Photographe : Laurent Lardière
Ferhi à son affaire
Plus concernés dans l'échec avant, comptant davantage de joueurs rapides et ayant une très grosse activité, Grenoble n'a jamais tremblé et n'a pas semblé une seule seconde considérer que la 4ème victoire en autant de rencontres pouvait lui échapper. Malgré une baisse de régime en fin de chaque période qu'il conviendra d'examiner si elle se reproduisait, et des trous d'air défensifs parfois répétés, Grenoble a su se préserver avec un Ferhi qui n'a connu ce soir aucun problème. Il est clair que disposer d'un gardien qui prend au maximum un ou deux buts sans avoir de responsabilité particulière change le donne du tout au tout. Disposant d'un groupe assez complémentaire et d'un Baylacq qui se découvre un quatième poumon après le troisième, un Bedin qui pourrait rapidement devenir un joueur important dans la rotation, Grenoble fait tourner ses jeunes et cela mérite respect et attention.
Du côté des diables rouges, la série négative face à Grenoble se poursuit avec l'impression ce soir d'une forte crispation dès ses débuts avec il est vrai un scénario particulier. Pas loin derrière, les diables rouges payent ce soir un second but de Sopko clairement évitable, et un premier qui sera vu au choix comme un autre très mauvais placement du gardien ou une erreur d'arbitrage (encore une fois, nous n'avons pas vu le ralenti et ne pouvons juger vraiment mais le fait d'accorder ce but ne nous a pas semblé anormal d'ou nous étions placés). Le manque d'un patron en jeu de puissance est également perceptible au fil de la rencontre, car normalement avec du 3-5 et de nombreuses supériorités, les joueurs de Basile devaient au moins en inscrire un sinon deux. Gageons qu'il faudra renouer avec la victoire, ce qui sera fait très prochainement, pour enfin évacuer ce déficit face à Grenoble et considérer l'hypothèse d'une revanche lors des séries finales qui sait?

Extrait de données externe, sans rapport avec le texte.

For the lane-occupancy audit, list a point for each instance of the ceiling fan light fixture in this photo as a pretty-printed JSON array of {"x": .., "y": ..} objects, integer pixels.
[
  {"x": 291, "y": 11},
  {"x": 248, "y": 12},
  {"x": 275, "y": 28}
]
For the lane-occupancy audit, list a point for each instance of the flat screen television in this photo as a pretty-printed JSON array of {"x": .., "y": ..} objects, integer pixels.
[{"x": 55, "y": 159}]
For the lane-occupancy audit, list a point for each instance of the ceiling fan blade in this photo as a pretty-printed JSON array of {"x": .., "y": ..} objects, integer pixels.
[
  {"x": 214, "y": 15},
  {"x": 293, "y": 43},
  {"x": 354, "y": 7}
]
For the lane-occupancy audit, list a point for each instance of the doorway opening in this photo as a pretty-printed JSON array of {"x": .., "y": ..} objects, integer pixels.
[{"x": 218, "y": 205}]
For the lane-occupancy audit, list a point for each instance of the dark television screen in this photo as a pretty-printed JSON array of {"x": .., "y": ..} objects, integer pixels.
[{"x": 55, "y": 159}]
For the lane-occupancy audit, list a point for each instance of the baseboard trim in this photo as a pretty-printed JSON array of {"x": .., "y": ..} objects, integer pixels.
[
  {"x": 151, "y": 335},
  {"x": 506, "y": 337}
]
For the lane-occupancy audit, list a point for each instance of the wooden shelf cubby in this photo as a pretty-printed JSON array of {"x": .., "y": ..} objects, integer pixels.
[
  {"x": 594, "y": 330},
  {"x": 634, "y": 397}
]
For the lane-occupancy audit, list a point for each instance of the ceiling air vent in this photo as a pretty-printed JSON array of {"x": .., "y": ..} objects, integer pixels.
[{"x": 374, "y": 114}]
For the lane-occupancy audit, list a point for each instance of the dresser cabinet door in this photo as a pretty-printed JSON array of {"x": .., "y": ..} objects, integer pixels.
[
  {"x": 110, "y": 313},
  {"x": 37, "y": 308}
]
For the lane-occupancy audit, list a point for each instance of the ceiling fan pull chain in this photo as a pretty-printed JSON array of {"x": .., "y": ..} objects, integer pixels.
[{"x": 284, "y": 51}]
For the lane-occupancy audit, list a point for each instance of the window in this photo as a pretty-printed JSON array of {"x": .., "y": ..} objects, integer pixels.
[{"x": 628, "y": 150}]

Sur le 2eme but de Grenoble, je ne vois pas comment il peut passer au ras du poteau alors que le palet sort clairement ENTRE les jambières de Sopko pour entre dans la cage. A ce moment là je suis juste derrière la cage, c'est flagrant.
Les commentaires sur l'arbitrage sont souvent durs, mais Briançon n'a pas perdu cinq fois de suite face à Grenoble à cause des arbitres, pas plus que Grenoble n'est que huitième à cause des même arbitres. Et puis le championnat de France de hockey a peut-être tout simplement un corps arbitral qui correspond à son niveau...
Pour finir deux petits cartons jaunes tout a fait personnel :
Un arbitrage comme toujours inconstant : On siffle tout pendant 5 minutes puis on laisse passer des choses...normal que les joueurs ne s'y retrouvent plus et ralent constamment.